Dans cet article, nous recourons à deux méthodes d’alignement des vecteurs de mots, d’abord un alignement par combinaisons d’espaces sémantiques monolingues (avec MUSE [Conneau et al. 2017]), puis un alignement grâce à un modèle massif multilingue BERT (Devlin et al. 2019) que nous affinons à partir de données parallèles (pour l’instant non publiables). Nous prétraitons tous les textes avec stanza. Nous passons, pour la première méthode, des listes de phrases lemmatisées, et pour la seconde méthode des listes de phrases non-lemmatisées (car BERT est plus efficace pour représenter des mots en contexte lorsque les flexions sont maintenues) que nous corrélons aux équivalents lemmatisés (nous regroupons les tokens non-lemmatisés en les moyennant sous une seule étiquette avec le lemme correspondant, en conservant leurs indices).
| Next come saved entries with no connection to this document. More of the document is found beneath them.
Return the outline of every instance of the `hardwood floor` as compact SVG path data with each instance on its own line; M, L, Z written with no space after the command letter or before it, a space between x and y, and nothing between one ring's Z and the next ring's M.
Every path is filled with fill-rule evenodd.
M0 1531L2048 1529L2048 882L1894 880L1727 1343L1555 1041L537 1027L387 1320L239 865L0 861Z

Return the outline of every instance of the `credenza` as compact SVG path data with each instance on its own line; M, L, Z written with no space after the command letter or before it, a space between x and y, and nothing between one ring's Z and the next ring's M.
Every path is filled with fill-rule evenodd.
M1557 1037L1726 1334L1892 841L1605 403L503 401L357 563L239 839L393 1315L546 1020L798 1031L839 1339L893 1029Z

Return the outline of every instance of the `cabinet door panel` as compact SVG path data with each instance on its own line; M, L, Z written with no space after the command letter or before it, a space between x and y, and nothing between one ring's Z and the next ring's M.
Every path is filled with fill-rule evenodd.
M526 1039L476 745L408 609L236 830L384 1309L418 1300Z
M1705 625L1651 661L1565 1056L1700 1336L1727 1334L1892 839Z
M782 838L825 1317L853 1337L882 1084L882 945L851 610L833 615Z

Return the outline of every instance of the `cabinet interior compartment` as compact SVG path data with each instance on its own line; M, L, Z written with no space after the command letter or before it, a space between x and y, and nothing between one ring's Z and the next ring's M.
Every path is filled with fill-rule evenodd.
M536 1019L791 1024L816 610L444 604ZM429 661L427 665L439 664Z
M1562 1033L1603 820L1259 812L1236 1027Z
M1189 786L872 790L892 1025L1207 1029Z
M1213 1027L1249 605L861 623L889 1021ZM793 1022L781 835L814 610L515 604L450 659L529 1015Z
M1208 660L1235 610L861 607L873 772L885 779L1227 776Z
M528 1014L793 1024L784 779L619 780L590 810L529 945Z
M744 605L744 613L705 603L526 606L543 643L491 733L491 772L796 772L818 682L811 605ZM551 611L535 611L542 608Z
Nous entraînons ensuite les vecteurs globalement d’abord, puis par tranches temporelles (nous scindons le corpus en deux, de sorte à obtenir une cohérence sur le plan temporel ainsi que sur la masse de données prise en compte). Nous ne pouvons pas publier le modèle obtenu pour l’instant, mais nous publions l’intégralité du code, ainsi que les fichiers de sauvegarde des embeddings obtenus, sur un dépôt GitHub (Reboul 2023). Le code tel qu’il est soumis permet deux types de visualisation des résultats, un en script, et un, grâce à l’export des données pour un visualiseur d’espaces vectoriels tel que celui de tensorflow, nommé « projector » (Abadi et al. 2015).

Les plongements de mots, non-contextuels et contextuels

L’ensembles des techniques qui seront présentées dans cet article n’ont pas été développées spécifiquement pour l’analyse des textes anciens, et leur usage doit donc être adapté à leur objet.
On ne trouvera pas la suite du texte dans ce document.